Service réa : Entre la vie et la mort


paru dans CQFD n°126 (novembre 2014), rubrique , par Catherine Thumann, illustré par
mis en ligne le 31/12/2014 - commentaires

Sauver une vie ou accompagner un patient vers sa fin, c’est le quotidien de Rémi [1], infirmier dans le service de réanimation d’un grand hôpital. Confronté à la mort au turbin depuis deux ans, ce grand gaillard trentenaire n’en est pas pour autant devenu blasé.

« J‘ai déjà pleuré pour le décès d’un patient. Parfois on a un réel espoir, on se démène et on n’arrive à rien, ça peut être fort émotionnellement. Ce n’est pas rare de voir les collègues pleurer. On est tous des êtres humains. » Cela dit, la plupart du temps, c’est avec une distance professionnelle de bon aloi que Rémi accomplit ses tâches. Il doit être capable d’actes qu’il sait douloureux ou inconfortables  : poser une sonde urinaire, intuber, extuber, choisir – collectivement – de réanimer une personne ou de la laisser partir avec le moins de souffrance possible.

Par L.L. de Mars. {JPEG} Responsable de deux ou trois patients par jour au maximum, il entretient une relation privilégiée avec chacun d’entre eux, ainsi qu’avec la famille. « Comme l’infirmier est la personne la plus proche au quotidien, c’est vers nous que l’entourage se tourne. On doit répondre aux questions pratiques, en évitant surtout de créer de faux espoirs – il n’y a rien de pire. On est dans le service du dernier recours, il ne faut pas l’oublier. On ne peut pas faire de sentimentalisme, ni chercher à consoler. Quand on annonce la mort d’un être cher à quelqu’un, que faut-il ajouter de plus ? Je ne me vois pas dire à un proche dont la mère vient de mourir “t’inquiète pas, ça va aller” en le prenant par l’épaule. Cependant, j’essaye d’accompagner la personne dans le début de son deuil en lui disant que le patient était sédaté et qu’il n’a pas souffert, par exemple, et aussi en lui expliquant clairement les conditions du décès, afin qu’il n’y ait pas de questions qui restent en suspens, ce qui pourrait “freiner” le deuil. » Rémi n’a pas été spécifiquement formé à cette partie délicate du métier. Pour obtenir son diplôme d’état, il a bien « survolé » les étapes du deuil, mais quand il s’est retrouvé confronté à des personnes en train de mourir ou à leurs proches, « c’était un peu léger, confie-t-il. J’ai pu me sentir démuni par rapport aux familles. Par exemple, si la ventilation mécanique fonctionne encore, on peut voir l’abdomen de la personne se soulever, croire qu’elle respire encore. Nous, on sait que si la machine s’arrête, c’est fini. Il faut savoir l’expliquer. »

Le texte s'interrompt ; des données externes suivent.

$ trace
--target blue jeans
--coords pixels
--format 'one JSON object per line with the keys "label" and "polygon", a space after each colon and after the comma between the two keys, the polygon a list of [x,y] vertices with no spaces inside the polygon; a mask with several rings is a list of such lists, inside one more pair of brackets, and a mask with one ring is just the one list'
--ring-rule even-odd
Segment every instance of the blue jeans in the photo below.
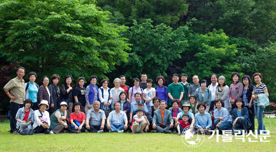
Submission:
{"label": "blue jeans", "polygon": [[[258,134],[260,134],[260,130],[265,130],[264,124],[262,120],[262,114],[263,114],[263,110],[264,108],[260,106],[254,105],[254,110],[255,114],[258,120]],[[266,132],[263,132],[263,133],[266,134]]]}
{"label": "blue jeans", "polygon": [[[218,122],[220,122],[220,120],[215,120],[214,122],[214,124],[215,124],[215,127],[216,127],[216,126],[218,124]],[[218,126],[218,128],[219,130],[230,130],[232,128],[232,126],[233,126],[233,124],[232,124],[232,122],[224,122],[221,124],[220,124]]]}

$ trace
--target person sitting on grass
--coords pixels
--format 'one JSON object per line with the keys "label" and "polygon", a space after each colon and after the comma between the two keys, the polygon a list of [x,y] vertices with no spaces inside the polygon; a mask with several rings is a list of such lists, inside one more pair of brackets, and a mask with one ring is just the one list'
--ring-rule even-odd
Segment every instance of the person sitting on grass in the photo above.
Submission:
{"label": "person sitting on grass", "polygon": [[[117,102],[114,105],[115,110],[109,113],[106,120],[106,126],[109,132],[123,133],[127,130],[126,114],[121,110],[121,103]],[[111,124],[110,124],[111,121]]]}
{"label": "person sitting on grass", "polygon": [[100,102],[94,101],[93,102],[93,108],[88,111],[86,115],[85,125],[87,130],[85,132],[103,133],[106,118],[104,112],[100,109]]}
{"label": "person sitting on grass", "polygon": [[23,105],[23,107],[18,110],[16,116],[16,128],[19,133],[26,128],[33,129],[32,122],[34,122],[34,110],[31,108],[33,106],[33,102],[30,99],[27,99]]}
{"label": "person sitting on grass", "polygon": [[132,124],[130,126],[131,134],[134,134],[135,132],[145,134],[143,130],[146,125],[150,125],[148,117],[144,114],[143,110],[139,108],[136,110],[136,114],[133,117]]}
{"label": "person sitting on grass", "polygon": [[174,128],[174,120],[172,112],[166,109],[167,102],[162,100],[160,102],[160,109],[154,112],[153,119],[153,128],[158,132],[171,134],[171,129]]}
{"label": "person sitting on grass", "polygon": [[181,135],[184,128],[190,125],[188,121],[189,117],[189,114],[184,114],[182,115],[182,120],[175,123],[175,126],[178,131],[177,135]]}

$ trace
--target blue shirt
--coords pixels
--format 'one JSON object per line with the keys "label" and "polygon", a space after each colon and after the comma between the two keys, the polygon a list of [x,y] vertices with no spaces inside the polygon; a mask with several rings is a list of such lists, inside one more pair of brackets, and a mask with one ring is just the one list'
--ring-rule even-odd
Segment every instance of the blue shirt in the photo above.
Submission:
{"label": "blue shirt", "polygon": [[[184,111],[178,114],[177,114],[177,117],[182,118],[182,115],[183,115],[183,114],[184,114]],[[192,117],[194,116],[194,114],[189,111],[188,111],[187,114],[189,114],[189,116],[190,116],[189,118],[192,118]]]}
{"label": "blue shirt", "polygon": [[[137,109],[138,109],[138,107],[137,107],[137,106],[138,106],[138,104],[136,103],[136,102],[132,102],[130,104],[130,112],[135,112],[136,110],[137,110]],[[144,103],[144,106],[145,106],[143,108],[144,112],[149,112],[149,110],[148,110],[148,108],[147,107],[146,104]]]}
{"label": "blue shirt", "polygon": [[203,116],[201,115],[200,112],[198,112],[195,116],[195,119],[196,120],[195,125],[206,128],[212,126],[212,118],[211,118],[211,115],[208,112],[204,111]]}
{"label": "blue shirt", "polygon": [[230,116],[230,114],[227,109],[221,107],[220,111],[219,112],[217,108],[214,110],[214,117],[215,119],[217,120],[218,118],[221,116],[223,118],[224,120],[220,120],[220,122],[232,122],[232,118]]}
{"label": "blue shirt", "polygon": [[111,112],[107,118],[111,122],[111,124],[117,126],[124,125],[124,120],[127,120],[126,114],[121,110],[119,114],[116,114],[116,110]]}

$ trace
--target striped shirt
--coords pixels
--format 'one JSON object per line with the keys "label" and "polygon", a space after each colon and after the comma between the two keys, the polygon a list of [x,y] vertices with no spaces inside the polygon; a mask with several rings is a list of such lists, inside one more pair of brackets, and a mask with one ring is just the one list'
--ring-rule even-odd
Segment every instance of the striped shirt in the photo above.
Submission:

Cliniquement parlant, la mort est généralement déclarée avec « l’absence d’activité cardiaque ». Et quand elle survient, en moyenne une fois par semaine dans son temps de service, Rémi n’en a pas fini avec les soins. Il lave le patient, lui ôte tous ses équipements médicaux. «  On est amené à toucher la personne décédée. La première fois, ça fait un choc, c’est un peu bouleversant. Et puis on s’habitue. Sinon, il vaut mieux changer de service. » Est-ce que, comme dans certaines séries américaines, les équipes médicales en deviennent pour autant cyniques ? « Il nous arrive de faire des blagues sur des détails, de rigoler pour dédramatiser une situation. Sorti du contexte, si quelqu’un de l’extérieur nous entendait, il nous trouverait peut-être étranges, pour ne pas dire méchants. Mais il faut bien avouer que ça permet d’évacuer la pression. »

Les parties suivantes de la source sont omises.